The pick went down and my other hand came up—along with a jagged piece of the mirror that it used to slash at my jugular. Billy caught it just in time, but the hand didn’t drop. It hovered menacingly in the air in front of my face, shaking from the effort, while three different spirits battled for control.


I couldn’t tell who was winning, but I didn’t think it was us. I stared at the wickedly sharp triangle as it slowly edged closer, reflecting back to me wildly matted blond hair, a bone white face and dazed blue eyes—and the door to the dining room over my left shoulder. It was nearer now, and I was still on my feet.


I ran for it.


Halfway there, my body went into spasms and I went down. But I managed to snag a potted fern on the way. The pretty piece of blue and white delftware was on a pretty little stand, which made a pretty little crash when it tipped over and exploded against the hard tile.
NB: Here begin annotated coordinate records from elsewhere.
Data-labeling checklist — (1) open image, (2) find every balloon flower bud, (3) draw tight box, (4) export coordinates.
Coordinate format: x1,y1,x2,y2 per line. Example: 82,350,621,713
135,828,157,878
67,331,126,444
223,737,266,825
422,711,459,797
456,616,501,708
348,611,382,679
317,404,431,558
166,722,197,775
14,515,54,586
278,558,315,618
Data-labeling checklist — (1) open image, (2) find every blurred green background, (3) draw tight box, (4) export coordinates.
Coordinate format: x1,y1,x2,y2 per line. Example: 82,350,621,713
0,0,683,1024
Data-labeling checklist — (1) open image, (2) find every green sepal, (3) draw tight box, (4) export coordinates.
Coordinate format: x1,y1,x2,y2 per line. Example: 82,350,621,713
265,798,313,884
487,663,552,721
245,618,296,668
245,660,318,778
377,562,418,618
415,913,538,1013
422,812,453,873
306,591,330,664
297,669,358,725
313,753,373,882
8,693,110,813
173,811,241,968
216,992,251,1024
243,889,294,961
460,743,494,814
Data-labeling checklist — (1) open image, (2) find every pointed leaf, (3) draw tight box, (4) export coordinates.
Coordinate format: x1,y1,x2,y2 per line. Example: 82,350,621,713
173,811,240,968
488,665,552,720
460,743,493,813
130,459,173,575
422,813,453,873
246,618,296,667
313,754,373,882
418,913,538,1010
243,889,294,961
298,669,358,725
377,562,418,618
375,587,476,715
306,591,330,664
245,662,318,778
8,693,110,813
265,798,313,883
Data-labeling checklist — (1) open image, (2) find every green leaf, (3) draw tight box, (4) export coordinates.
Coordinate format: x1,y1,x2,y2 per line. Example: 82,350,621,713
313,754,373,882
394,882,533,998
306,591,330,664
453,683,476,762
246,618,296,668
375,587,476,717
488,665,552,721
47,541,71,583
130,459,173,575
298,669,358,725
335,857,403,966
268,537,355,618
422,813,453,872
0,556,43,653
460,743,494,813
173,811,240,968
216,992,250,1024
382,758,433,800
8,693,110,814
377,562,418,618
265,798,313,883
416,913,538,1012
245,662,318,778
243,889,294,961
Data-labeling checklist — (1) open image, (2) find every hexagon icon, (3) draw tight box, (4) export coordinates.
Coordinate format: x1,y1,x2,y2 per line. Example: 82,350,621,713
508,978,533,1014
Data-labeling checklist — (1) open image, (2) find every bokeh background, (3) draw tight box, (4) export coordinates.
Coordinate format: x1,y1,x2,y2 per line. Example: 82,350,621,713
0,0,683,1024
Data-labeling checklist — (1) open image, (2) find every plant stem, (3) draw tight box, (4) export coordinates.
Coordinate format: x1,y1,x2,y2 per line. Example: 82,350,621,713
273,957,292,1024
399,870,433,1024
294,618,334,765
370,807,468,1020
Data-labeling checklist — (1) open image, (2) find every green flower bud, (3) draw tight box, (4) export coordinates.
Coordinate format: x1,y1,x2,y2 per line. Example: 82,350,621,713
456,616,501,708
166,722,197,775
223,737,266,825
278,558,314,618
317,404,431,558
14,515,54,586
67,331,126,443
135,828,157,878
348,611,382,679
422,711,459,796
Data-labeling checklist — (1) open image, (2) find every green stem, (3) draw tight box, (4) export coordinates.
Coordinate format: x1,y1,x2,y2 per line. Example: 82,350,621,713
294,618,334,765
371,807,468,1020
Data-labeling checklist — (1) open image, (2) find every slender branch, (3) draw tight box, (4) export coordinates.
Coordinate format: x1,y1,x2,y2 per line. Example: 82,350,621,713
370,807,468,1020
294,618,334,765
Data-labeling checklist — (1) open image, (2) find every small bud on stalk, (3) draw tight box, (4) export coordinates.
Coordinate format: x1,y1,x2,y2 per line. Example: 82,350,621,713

And, finally, that was enough for the guards. The door burst open and three vamps rushed in, stopping in confusion when they saw nothing but a skinny white girl ripping the bathroom apart. And then it felt like something was ripping me, too, a burning, tearing sensation that mercifully only lasted a second before something shot out of me.


A wordless scream knifed through the silence, and something shivered through the air of the bathroom. The presence was oily and slick and wrong, but the smell was worse: sickly sweet, thick at the back of my throat, cloying, instantly nauseating. It sparked a feeling of primal revulsion deep in my gut, and it didn’t look like I was the only one. The vamps ducked and pulled guns, despite the fact that there was nothing for them to shoot—except for me, and they managed not to do that even when I suddenly dove through the middle of them.


I wasn’t driving, but I didn’t think the entity was, either, because I could feel every inch of hide getting burnt off as I hit the carpet in the dining area face-first. Not helping! I told Billy, just as the remnants of the mirror shot by overhead and embedded themselves in the remaining guards.